Fig. 5 is the schematic diagram of the main modular of advertisement text identification device 500 according to embodiments of the present invention.Such as Fig. 5 institutes Show, including:
Text acquisition module 501, for obtaining text to be identified;
Text cluster module 502, for according to the incidence relation between text, being clustered to the text to be identified To form at least one text categories;
Advertisement identification module 503, for according at least one text categories, identifying wide in the text to be identified Accuse text.
In an alternate embodiment of the invention, advertisement identification module 503 is additionally operable to:It is determined that the amount of text in each text categories; If the amount of text in current text classification is more than amount threshold, it is determined that the text in the current text classification is advertisement text This.

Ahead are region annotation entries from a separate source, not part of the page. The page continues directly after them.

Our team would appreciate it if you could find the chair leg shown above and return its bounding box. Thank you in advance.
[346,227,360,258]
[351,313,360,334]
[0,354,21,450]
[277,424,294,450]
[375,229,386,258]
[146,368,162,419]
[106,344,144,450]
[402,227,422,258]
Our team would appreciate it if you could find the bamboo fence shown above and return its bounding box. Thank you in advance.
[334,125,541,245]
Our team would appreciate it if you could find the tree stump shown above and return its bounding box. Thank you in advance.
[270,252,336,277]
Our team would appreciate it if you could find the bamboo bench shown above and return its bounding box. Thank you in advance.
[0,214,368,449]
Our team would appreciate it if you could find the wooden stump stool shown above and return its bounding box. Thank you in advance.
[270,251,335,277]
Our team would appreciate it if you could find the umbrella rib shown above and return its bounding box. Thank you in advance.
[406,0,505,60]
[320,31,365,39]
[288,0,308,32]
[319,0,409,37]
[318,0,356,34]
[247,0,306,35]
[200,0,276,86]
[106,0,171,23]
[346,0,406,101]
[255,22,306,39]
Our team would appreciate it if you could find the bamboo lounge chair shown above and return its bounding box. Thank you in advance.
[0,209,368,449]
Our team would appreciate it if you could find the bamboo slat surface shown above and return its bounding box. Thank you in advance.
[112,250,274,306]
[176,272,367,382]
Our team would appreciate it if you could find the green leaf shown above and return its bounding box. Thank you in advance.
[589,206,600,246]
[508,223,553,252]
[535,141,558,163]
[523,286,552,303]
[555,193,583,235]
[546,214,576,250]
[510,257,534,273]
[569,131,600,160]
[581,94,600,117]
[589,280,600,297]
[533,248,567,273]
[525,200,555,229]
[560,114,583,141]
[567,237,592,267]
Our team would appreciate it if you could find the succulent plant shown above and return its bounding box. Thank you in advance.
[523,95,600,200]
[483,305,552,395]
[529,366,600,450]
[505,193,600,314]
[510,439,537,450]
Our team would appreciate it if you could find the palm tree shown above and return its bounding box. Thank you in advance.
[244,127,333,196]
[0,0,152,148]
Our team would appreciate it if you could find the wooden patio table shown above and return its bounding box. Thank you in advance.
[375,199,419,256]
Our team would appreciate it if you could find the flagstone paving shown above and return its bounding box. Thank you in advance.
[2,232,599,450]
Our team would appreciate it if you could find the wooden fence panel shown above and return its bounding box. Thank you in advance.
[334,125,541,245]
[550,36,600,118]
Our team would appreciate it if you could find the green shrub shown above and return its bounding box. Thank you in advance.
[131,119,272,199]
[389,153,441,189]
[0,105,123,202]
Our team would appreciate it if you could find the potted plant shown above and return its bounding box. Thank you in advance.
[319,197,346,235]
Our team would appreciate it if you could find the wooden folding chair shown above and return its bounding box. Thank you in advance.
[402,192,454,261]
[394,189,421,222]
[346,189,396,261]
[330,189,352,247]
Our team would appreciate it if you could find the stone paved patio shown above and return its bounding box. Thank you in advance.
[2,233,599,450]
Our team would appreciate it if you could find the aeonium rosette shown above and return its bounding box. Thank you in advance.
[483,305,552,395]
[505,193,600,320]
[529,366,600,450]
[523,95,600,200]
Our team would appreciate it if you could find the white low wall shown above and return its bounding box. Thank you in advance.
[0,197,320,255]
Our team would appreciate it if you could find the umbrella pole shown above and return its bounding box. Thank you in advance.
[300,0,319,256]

In an alternate embodiment of the invention, the incidence relation between the text includes the similarity between text;
Text cluster module 502 is additionally operable to:A text is chosen from the text to be identified at random and forms the first text This classification;Determine current text and the longest common subsequence of each text in first text categories;According to described most long Common subsequence, determine the current text and the similarity of each text in first text categories;When the similarity When middle maximum similarity is more than or equal to similarity threshold, the current text is sorted out to first text categories;When When maximum similarity is less than similarity threshold in the similarity, creates the second text categories and sort out the current text To second text categories.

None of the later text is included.